Wednesday, July 2, 2025

Tense-Dependent Subject Inflection in Marathi: A Hidden Challenge in Natural Language Generation

 


Tags: Marathi NLP, Morphological Analysis, Natural Language Generation, Subject Inflection, Low-Resource Languages, Rule-Based NLP, Indo-Aryan Languages


 Introduction

When we think about building natural language generation (NLG) systems for Indian languages, we often focus on verb conjugation — especially for tense handling.

But for Marathi, a morphologically rich Indo-Aryan language, this isn't enough.

Why?
Because changing tense doesn't only affect the verb — it also changes the subject.

This blog explores a subtle but essential linguistic rule in Marathi that impacts sentence generation — and how ignoring it can lead to grammatically incorrect translations.


 A Real Example from Marathi

Let’s say we want to generate the Marathi sentence for:

"She eats"ती खाते
(Here, the subject "ती" is in its nominative form.)

But now consider:

"She ate"तीने खाल्ले
The subject changes from "ती" to "तीने" — it's now ergative.

🧩 Most machine translation and NLG systems focus only on changing the verb (खाते → खाल्ले) — but completely miss the subject change (ती → तीने).


 Why This Happens: Ergative Alignment in Marathi

Marathi uses a split-ergative grammar, meaning:

  • In present tense, the subject is nominative.

  • In past tense, the subject takes an ergative case marker (“ने”).

This is not an exception or irregularity.
It’s a core rule of the language, grounded in syntactic alignment.

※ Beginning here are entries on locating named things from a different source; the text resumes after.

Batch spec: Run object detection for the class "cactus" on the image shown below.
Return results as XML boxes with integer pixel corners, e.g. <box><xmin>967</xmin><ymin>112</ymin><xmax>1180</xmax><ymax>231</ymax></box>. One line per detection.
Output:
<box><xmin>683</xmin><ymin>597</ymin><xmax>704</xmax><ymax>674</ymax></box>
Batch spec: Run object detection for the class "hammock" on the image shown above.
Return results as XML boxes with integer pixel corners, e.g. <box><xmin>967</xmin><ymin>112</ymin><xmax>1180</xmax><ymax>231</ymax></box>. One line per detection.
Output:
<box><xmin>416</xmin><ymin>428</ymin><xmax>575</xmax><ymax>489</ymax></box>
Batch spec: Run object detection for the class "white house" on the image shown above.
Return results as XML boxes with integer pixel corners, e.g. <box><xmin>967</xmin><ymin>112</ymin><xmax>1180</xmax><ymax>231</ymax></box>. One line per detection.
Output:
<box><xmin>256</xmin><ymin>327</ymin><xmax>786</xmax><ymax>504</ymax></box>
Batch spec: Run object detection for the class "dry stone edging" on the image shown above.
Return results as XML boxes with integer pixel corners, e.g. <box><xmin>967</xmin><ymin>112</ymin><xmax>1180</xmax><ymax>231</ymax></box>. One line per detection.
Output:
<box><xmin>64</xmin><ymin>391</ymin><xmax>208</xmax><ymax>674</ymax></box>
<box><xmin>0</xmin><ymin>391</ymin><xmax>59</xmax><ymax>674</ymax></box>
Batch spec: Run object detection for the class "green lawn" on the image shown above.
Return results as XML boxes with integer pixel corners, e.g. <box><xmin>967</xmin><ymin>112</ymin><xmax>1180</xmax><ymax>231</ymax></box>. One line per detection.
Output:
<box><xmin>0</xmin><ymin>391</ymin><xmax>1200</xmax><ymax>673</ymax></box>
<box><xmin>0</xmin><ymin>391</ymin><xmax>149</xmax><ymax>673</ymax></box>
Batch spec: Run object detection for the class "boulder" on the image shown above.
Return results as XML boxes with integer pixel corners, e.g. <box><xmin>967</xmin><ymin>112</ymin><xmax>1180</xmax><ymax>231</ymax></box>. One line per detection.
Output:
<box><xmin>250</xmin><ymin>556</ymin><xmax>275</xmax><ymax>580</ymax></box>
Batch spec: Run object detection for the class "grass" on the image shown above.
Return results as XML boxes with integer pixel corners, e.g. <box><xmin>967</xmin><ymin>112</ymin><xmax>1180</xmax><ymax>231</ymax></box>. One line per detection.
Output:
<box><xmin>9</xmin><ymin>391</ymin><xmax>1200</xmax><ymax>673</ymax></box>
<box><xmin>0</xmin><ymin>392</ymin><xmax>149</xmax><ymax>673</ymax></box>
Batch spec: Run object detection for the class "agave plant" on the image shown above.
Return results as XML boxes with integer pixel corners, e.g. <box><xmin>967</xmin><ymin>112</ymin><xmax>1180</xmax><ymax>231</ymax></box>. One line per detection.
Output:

🧠 Ergative alignment is also found in other Indo-Aryan languages like Hindi, Konkani, and Nepali.


 Problem in NLP Systems

Most NLP generation pipelines — whether rule-based or neural — do not account for subject case marking that depends on tense. Here's what often goes wrong:

  • Incorrect Output: ती खाल्ले सफरचंद
    (Subject not in ergative case)

  • Correct Output: तीने सफरचंद खाल्ले

This kind of mismatch affects:

  • Machine translation

  • Dialogue generation

  • Morphology-aware generation

  • Educational tools for language learning


 Why This Is Important for Developers and Researchers

If you're working on:

  • Multilingual NLP

  • Low-resource language modeling

  • Morphological analyzers

  • Grammar-based generation systems

...then subject inflection in tense-sensitive contexts is something you can't ignore.

By capturing such language-specific rules, we can improve:

  • Fluency

  • Grammatical accuracy

  • Cultural authenticity of generated text


 What I’m Working On

I’m currently implementing these improvements in my hybrid English-to-Marathi generator:

✅ Rule-based handling of subject inflection
✅ Integration of tense detection to trigger case marking
✅ Plan to extend to Hindi and Nepali for broader Indo-Aryan modeling


 Takeaway

In Marathi, tense changes both the verb and the subject.
Ignoring this can lead to flawed, unnatural sentence generation.

Understanding this linguistic structure is not just about accuracy — it’s about respecting the depth of human language in machine models.